Many companies were surprised by the unexpected eMMC developments last November, when Samsung announced availability of a 260MB/s eMMC device. The announcement roiled the mobile storage industry and led JEDEC
to hastily finalize a revision to the eMMC specification. The result is eMMC 5.0 with a peak transfer rate of 400 MB/s (equivalent to 3.2 Gbps). This moves eMMC slightly ahead of UFS v1.1 with 2.9 Gbps transfer rate. To further blur the advantage of UFS, some advanced features originally intended for UFS are now been planned for future eMMC revisions.The new eMMC 5.0 specification will also be introduced in the 3rd quarter of this year; its maximum data transfer rate will be 400MB/s or 3.2 Gbps in 8-bit bus operation. This high data transfer rate fills the performance gap before UFS entire ecosystem is available. In addition, an eMMC version of command queuing is now on eMMC roadmap for a future specification revision. It is also possible that eMMC will continue to increase the maximum data transfer by another factor of two.
Is UFS adoption in tablets and smart phones threatened by the recent advent of eMMC 5.0?
UFS version 2.0 will be introduced in the 3rd quarter of this year; its maximum data transfer rate can be 11.6 Gbps in a two-lane configuration with 5.8 Gbps per lane. In addition, native command queuing, inherited from the high performance SCSI protocol has been added. This provides multi-thread or multi-tasking operations which can provide an order of magnitude performance advantage over eMMC. A special extension has been added for Uniform Memory Access (UMA). This feature will allow non-volatile memory devices to extend on-die buffer storage for L2P (logical to physical) mapping. This can improve performance and device lifetime.
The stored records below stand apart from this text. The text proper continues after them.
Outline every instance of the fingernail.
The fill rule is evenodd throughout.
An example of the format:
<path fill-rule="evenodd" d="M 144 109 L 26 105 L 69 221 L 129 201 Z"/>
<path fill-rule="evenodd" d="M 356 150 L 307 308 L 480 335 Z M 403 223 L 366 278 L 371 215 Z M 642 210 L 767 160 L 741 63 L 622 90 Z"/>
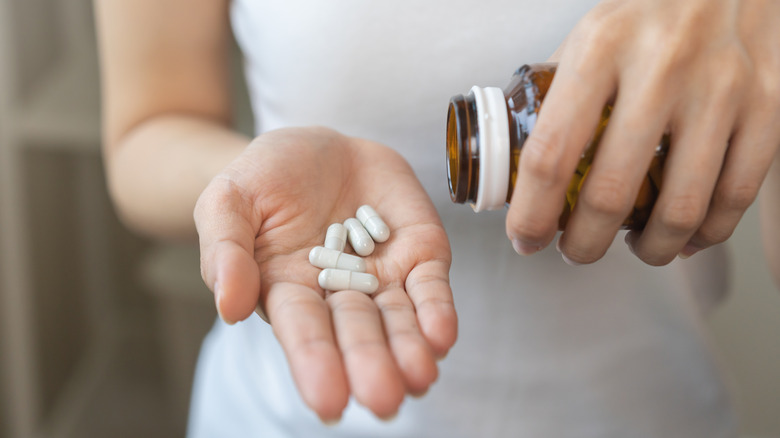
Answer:
<path fill-rule="evenodd" d="M 222 287 L 220 286 L 219 282 L 214 283 L 214 305 L 217 308 L 217 314 L 219 315 L 219 318 L 224 321 L 225 324 L 233 325 L 236 323 L 235 321 L 231 321 L 222 315 Z"/>
<path fill-rule="evenodd" d="M 428 393 L 428 388 L 425 388 L 422 391 L 412 392 L 409 395 L 411 395 L 414 398 L 423 398 L 423 397 L 425 397 L 425 394 L 427 394 L 427 393 Z"/>
<path fill-rule="evenodd" d="M 515 249 L 515 252 L 520 255 L 531 255 L 540 249 L 542 249 L 539 245 L 534 245 L 530 243 L 525 243 L 521 241 L 520 239 L 513 239 L 512 240 L 512 247 Z"/>
<path fill-rule="evenodd" d="M 636 241 L 636 237 L 634 237 L 634 235 L 631 233 L 626 233 L 626 238 L 624 241 L 628 246 L 628 250 L 631 251 L 631 254 L 636 255 L 636 251 L 634 250 L 634 242 Z"/>
<path fill-rule="evenodd" d="M 561 238 L 559 237 L 558 240 L 555 241 L 555 250 L 558 251 L 558 254 L 563 254 L 563 251 L 561 251 Z"/>
<path fill-rule="evenodd" d="M 333 426 L 339 424 L 339 422 L 341 421 L 341 417 L 339 416 L 339 417 L 336 417 L 336 418 L 328 418 L 328 419 L 320 417 L 320 421 L 322 422 L 322 424 L 324 424 L 324 425 L 326 425 L 328 427 L 333 427 Z"/>
<path fill-rule="evenodd" d="M 698 246 L 696 246 L 696 245 L 694 245 L 692 243 L 687 243 L 683 247 L 682 251 L 680 251 L 680 253 L 677 254 L 677 257 L 680 257 L 681 259 L 685 260 L 688 257 L 696 254 L 699 251 L 701 251 L 701 248 L 699 248 Z"/>
<path fill-rule="evenodd" d="M 561 253 L 561 258 L 569 266 L 582 266 L 582 263 L 575 262 L 574 260 L 566 257 L 566 254 L 564 254 L 564 253 Z"/>
<path fill-rule="evenodd" d="M 260 319 L 262 319 L 266 323 L 268 324 L 271 323 L 271 320 L 268 319 L 268 315 L 265 314 L 265 311 L 263 310 L 262 307 L 260 307 L 259 304 L 255 307 L 255 313 L 257 313 L 257 316 L 259 316 Z"/>
<path fill-rule="evenodd" d="M 395 420 L 395 417 L 397 417 L 397 416 L 398 416 L 398 411 L 395 411 L 395 412 L 393 412 L 393 413 L 392 413 L 392 414 L 390 414 L 390 415 L 386 415 L 386 416 L 384 416 L 384 417 L 379 417 L 379 419 L 380 419 L 380 420 L 382 420 L 382 421 L 384 421 L 384 422 L 386 422 L 386 423 L 388 423 L 388 422 L 390 422 L 390 421 L 393 421 L 393 420 Z"/>

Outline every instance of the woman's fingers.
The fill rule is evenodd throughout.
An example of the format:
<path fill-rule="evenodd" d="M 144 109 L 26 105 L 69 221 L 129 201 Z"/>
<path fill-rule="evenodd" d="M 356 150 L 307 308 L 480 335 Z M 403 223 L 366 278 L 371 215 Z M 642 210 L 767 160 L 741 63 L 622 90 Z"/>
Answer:
<path fill-rule="evenodd" d="M 507 236 L 520 254 L 544 248 L 558 231 L 564 192 L 614 89 L 609 71 L 597 68 L 598 60 L 566 62 L 571 45 L 520 157 L 506 222 Z"/>
<path fill-rule="evenodd" d="M 373 299 L 345 290 L 323 301 L 304 285 L 272 285 L 266 310 L 306 403 L 332 420 L 352 394 L 390 418 L 407 392 L 427 391 L 438 377 L 437 354 L 457 335 L 448 270 L 444 261 L 420 263 L 407 277 L 408 294 L 391 286 Z"/>
<path fill-rule="evenodd" d="M 393 417 L 404 399 L 405 385 L 388 349 L 376 304 L 368 295 L 351 290 L 333 293 L 327 302 L 352 395 L 377 417 Z"/>
<path fill-rule="evenodd" d="M 341 418 L 350 388 L 334 337 L 335 322 L 322 296 L 301 284 L 275 283 L 266 311 L 303 401 L 323 421 Z"/>
<path fill-rule="evenodd" d="M 449 271 L 449 258 L 424 261 L 412 268 L 405 283 L 420 331 L 439 358 L 447 355 L 458 337 Z"/>
<path fill-rule="evenodd" d="M 387 343 L 404 378 L 406 391 L 420 395 L 436 381 L 436 358 L 428 341 L 420 333 L 417 315 L 409 295 L 401 287 L 390 287 L 376 294 Z"/>
<path fill-rule="evenodd" d="M 780 98 L 766 96 L 750 108 L 731 138 L 707 216 L 682 249 L 683 256 L 724 242 L 758 195 L 780 146 Z"/>
<path fill-rule="evenodd" d="M 218 177 L 195 206 L 201 275 L 214 292 L 217 310 L 232 324 L 249 317 L 258 304 L 260 271 L 254 259 L 259 218 L 236 184 Z"/>
<path fill-rule="evenodd" d="M 574 163 L 613 96 L 559 240 L 564 257 L 590 263 L 604 254 L 666 130 L 661 192 L 646 228 L 628 234 L 632 250 L 663 265 L 728 238 L 778 148 L 778 12 L 772 2 L 604 1 L 584 17 L 520 158 L 507 215 L 517 251 L 552 238 Z"/>
<path fill-rule="evenodd" d="M 731 82 L 727 75 L 718 80 L 722 79 Z M 672 123 L 661 193 L 643 232 L 629 240 L 632 251 L 645 263 L 671 262 L 701 226 L 735 118 L 736 96 L 730 87 L 708 84 L 697 98 L 686 102 Z"/>
<path fill-rule="evenodd" d="M 609 125 L 559 240 L 567 260 L 592 263 L 601 258 L 631 212 L 671 106 L 663 99 L 663 87 L 651 79 L 640 75 L 621 83 Z"/>

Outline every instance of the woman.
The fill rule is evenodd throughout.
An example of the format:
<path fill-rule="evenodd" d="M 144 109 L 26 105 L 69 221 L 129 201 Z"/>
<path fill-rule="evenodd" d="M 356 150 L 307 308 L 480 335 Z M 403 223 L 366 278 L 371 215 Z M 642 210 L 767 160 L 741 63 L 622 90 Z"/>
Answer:
<path fill-rule="evenodd" d="M 776 2 L 144 0 L 98 2 L 98 18 L 116 205 L 156 236 L 197 227 L 220 315 L 243 321 L 204 343 L 190 436 L 736 434 L 694 299 L 720 294 L 693 280 L 719 284 L 722 254 L 670 262 L 725 240 L 769 171 Z M 228 127 L 231 25 L 253 140 Z M 565 37 L 506 223 L 450 205 L 449 96 Z M 553 239 L 609 101 L 558 245 L 601 260 L 518 258 Z M 661 197 L 626 237 L 637 257 L 607 251 L 667 129 Z M 326 296 L 306 254 L 365 203 L 393 233 L 367 258 L 380 290 Z"/>

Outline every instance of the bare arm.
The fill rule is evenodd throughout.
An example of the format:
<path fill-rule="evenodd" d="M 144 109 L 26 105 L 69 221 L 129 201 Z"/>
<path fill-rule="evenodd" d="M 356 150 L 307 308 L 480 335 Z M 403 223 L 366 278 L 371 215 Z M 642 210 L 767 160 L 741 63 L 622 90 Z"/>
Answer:
<path fill-rule="evenodd" d="M 196 237 L 192 211 L 249 139 L 230 129 L 226 0 L 95 0 L 104 156 L 122 220 Z"/>
<path fill-rule="evenodd" d="M 780 287 L 780 154 L 761 188 L 761 236 L 770 272 Z"/>
<path fill-rule="evenodd" d="M 327 129 L 251 143 L 233 133 L 227 0 L 95 1 L 106 168 L 124 221 L 156 237 L 194 237 L 194 210 L 220 315 L 264 311 L 323 420 L 338 419 L 351 396 L 385 418 L 406 393 L 424 393 L 435 358 L 455 342 L 457 316 L 447 236 L 403 157 Z M 326 297 L 308 252 L 329 224 L 380 201 L 394 237 L 367 258 L 379 290 Z"/>

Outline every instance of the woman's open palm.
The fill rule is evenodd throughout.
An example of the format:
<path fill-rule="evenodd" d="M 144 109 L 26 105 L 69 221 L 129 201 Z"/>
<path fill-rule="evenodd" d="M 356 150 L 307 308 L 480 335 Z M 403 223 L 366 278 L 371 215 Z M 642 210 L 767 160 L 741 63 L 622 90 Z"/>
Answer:
<path fill-rule="evenodd" d="M 363 204 L 391 230 L 365 258 L 379 290 L 326 294 L 309 251 Z M 257 309 L 270 321 L 303 400 L 323 420 L 338 419 L 350 395 L 390 417 L 406 393 L 436 380 L 436 358 L 457 335 L 450 248 L 393 150 L 323 128 L 264 134 L 206 188 L 195 221 L 222 318 Z"/>

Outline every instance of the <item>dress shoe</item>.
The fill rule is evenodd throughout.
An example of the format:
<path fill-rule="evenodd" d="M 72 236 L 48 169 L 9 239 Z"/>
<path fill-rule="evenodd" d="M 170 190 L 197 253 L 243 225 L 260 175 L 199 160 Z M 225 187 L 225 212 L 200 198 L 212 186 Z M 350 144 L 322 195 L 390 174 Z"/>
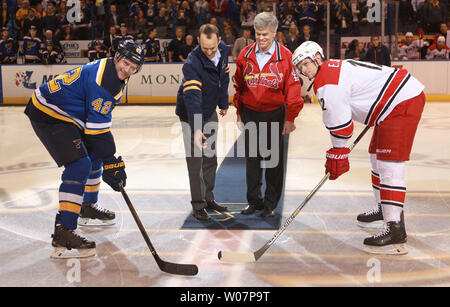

It seems like eMMC is positioned to fill the performance gap before UFS ecosystem (HW, SW, OS support, development tools, etc.) is ready. As a new technology, UFS will initially be adopted by high-end mobile devices. As the benefits of UFS are fully demonstrated in initial products, and the technology matures with increasing volume, UFS adoption will spread. UFS is supported by UFSA, a governing body of industry representatives chartered to define and certify compliance to the UFS standard.
UFS relies on the MIPI M-PHY. The M-PHY V2.0 supports transfers of up to 5.8Gbps (Gear 3) and is being adopted by additional standards bodies, e.g PCISIG for mobile PCIe, and USB for SSIC. This will further lower barriers to UFS adoption in high bandwidth, power critical applications.